PySpark recommendation system for Amazon products created for INFO 607 at Drexel University.
The goal of our project was to create a recommendation system for Amazon user reviews on specific videos using PySpark. It was created as a final project for the class INFO 607: Applied Database Technologies at Drexel University. The data was downloaded from here. We focused on the Amazon Instant Video subset to optimize computation time.
Folder /data
- Contains all relevant data for the project.

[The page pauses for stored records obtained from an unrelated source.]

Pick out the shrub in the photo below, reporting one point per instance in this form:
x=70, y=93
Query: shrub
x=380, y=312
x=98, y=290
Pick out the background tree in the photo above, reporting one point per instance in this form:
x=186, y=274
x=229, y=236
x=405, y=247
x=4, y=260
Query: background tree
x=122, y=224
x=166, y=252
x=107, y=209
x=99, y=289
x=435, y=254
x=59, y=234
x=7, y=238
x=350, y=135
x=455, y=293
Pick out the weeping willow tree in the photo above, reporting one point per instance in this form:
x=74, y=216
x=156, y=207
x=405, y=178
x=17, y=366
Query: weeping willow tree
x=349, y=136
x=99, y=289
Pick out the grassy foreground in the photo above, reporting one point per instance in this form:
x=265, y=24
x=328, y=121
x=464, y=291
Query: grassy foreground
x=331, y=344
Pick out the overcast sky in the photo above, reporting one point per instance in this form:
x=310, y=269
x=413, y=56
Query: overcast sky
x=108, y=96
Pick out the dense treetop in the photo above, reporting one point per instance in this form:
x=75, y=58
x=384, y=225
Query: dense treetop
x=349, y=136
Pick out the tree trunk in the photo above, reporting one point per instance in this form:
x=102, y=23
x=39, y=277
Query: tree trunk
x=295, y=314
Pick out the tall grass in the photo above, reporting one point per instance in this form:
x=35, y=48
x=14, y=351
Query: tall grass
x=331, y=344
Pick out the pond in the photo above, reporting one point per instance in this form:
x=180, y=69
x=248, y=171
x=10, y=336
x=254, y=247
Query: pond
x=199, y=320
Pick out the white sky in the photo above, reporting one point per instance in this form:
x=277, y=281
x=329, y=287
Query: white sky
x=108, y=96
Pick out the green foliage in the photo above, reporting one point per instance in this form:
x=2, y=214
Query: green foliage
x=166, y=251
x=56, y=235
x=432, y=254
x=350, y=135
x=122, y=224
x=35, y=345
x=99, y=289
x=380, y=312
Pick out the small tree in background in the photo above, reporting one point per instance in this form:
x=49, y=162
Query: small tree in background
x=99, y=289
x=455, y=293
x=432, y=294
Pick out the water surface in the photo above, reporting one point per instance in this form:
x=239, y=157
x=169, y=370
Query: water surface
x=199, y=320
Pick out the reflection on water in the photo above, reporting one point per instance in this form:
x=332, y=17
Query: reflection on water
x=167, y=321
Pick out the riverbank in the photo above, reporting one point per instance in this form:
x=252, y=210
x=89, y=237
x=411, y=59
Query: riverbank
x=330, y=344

ratings_Amazon_Instant_Video.csv
- Contains rating data for Amazon Instant Video products.video_names.csv
- Contains names of videos, found manually (More information in Jupyter Notebook).ProductRecommender.ipynb
- Main Notebook for this project.
Recommendation systems are one of the go-to projects for learning how to work with PySpark and cloud computing. Creating recommendation systems can allow a company to predict what a user will or will not like and improving their experience accordingly.
Our team consisted of the following individuals (alphabetized by last name):
- Zach Carlson, zc378@drexel.edu
- Aviv Faraj, af3228@drexel.edu
- Katy Matulay, km3868@drexel.edu
Because of the size of the dataset and how long training takes, we recommend running this on a Windows computer using a local configuration. See ProductRecommender.ipynb
for more information.
- Python ≥ 3.8.
- Python libraries required:
- matplotlib.pylot
- pandas
- pyspark
All of the code in this project needs to be opened in a Jupyter notebook environment. We recommend using Google Colab. See ProductRecommender.ipynb
for more information.
- Older dataset. The dataset contains ratings from 1999 to 2014. Having a dataset that includes more current ratings would help more accurately predict ratings. Additionally, in the last decade several genres have entered mainstream popularity such as LGBTQIA+ content, non-English speaking content, and limited series (e.g. Heartstopper, Squid Game, and Midnight Mass). Having ratings data on these more recent types of content can help improve accurately as well.
- Limited hardware. Training recomendation systems using Google Colab without paying for a premium account limits the size of data we can work with and the hyperparameters we test. Having a cloud platform account or better hardware would help with computation time and allow us to test more values before selecting a best model.